Letters for 12-14-2017

Malone criticized for act of charity
Over and over again, this space has been
used to heap well-deserving praise on the
people of Union Parish. We would imagine
that will continue until Gabriel toots his horn.
Occasionally, you will find here groups
taken to task for what we feel are poor
choices that frequently dip into the pockets
of taxpayers to remedy.
There are rare occasions when both
happen in the same offering. This would be
one of those instances.
For several years, Karl Malone has asked
the Union Parish Police Jury to show him
where a road that leads onto property he
owns ends. They could and certainly should,
but they haven’t. Last year, Malone put a
fence where his legal team feels the roads
ends, something that finally stirred the jury
to action. But before they could file a suit
asking the courts to make him take it down,
a Union Parish resident took it on himself to
remove the fence, not realizing Malone had
put trail cameras up at the site. Photos that
clearly showed the act and the actor were
given to the Union Parish Sheriff’s Office.
Charges were brought against the fellow who
brought down the fence. Prosecution of the
case was handled by the Louisiana Attorney
General’s office, because assistant district
attorney Bruce Hampton, who represents the
Police Jury, had previously done legal work
for Malone. That relationship is also why the
jury’s suit against Malone is being handled
by a private law firm, which is costing the
parish who knows how much money.
In November, the man cited for damaging
Malone’s fence was ordered to pay $2,000
in restitution for the damages he caused.

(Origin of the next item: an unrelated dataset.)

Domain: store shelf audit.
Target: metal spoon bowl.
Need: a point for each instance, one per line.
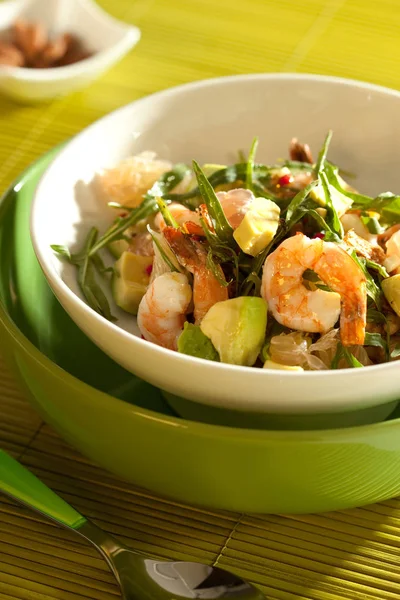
(140, 577)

Malone contacted The Gazette to see if there
was a local project that might benefit from
his contribution of the money he received.

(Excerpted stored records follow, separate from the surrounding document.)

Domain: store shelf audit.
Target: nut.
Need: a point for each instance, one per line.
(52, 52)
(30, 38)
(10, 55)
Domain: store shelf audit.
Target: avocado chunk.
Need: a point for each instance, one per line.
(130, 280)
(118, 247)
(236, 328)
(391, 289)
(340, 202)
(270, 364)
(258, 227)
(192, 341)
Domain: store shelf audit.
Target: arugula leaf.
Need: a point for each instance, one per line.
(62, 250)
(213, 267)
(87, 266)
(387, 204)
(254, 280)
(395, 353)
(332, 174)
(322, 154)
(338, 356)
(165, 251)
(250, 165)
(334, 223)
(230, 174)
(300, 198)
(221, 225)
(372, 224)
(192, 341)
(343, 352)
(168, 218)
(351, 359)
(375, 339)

He was told of an effort to help a homeless
Vietnam era veteran living in Union Parish
get back on his feet. “Perfect,” Malone said.
“Helping a veteran would be a good thing to
use it for.”
When we shared Malone’s generosity
on Facebook, an overwhelming majority of
people had only negative things to say about
the donation. To paraphrase, they said the
act was intended to buy good public relations
and an effort to influence the court to rule
in his favor.
Malone didn’t need the money to fix the
fence. It was repaired within days after the
damage was inflicted. To be entirely honest,
Malone doesn’t need the money period. He
earned tens of millions of dollars throughout
an NBA career that spanned nearly 20 years.

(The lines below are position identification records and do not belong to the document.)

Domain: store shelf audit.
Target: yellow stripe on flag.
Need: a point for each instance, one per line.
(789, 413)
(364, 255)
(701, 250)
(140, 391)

And continuing down the path of rigorous
honesty, he doesn’t care if people – including
the court – understand, much less accept,
that he feels the property behind the fence
is his.
His act is perhaps the first time he has
done something that has happened scores
of times outside the public spotlight: Find
someone with a need and help them.
Take his action at face value and nothing
further. A man who stands 6-9 and weighs
260 pounds has a big heart. This shows it.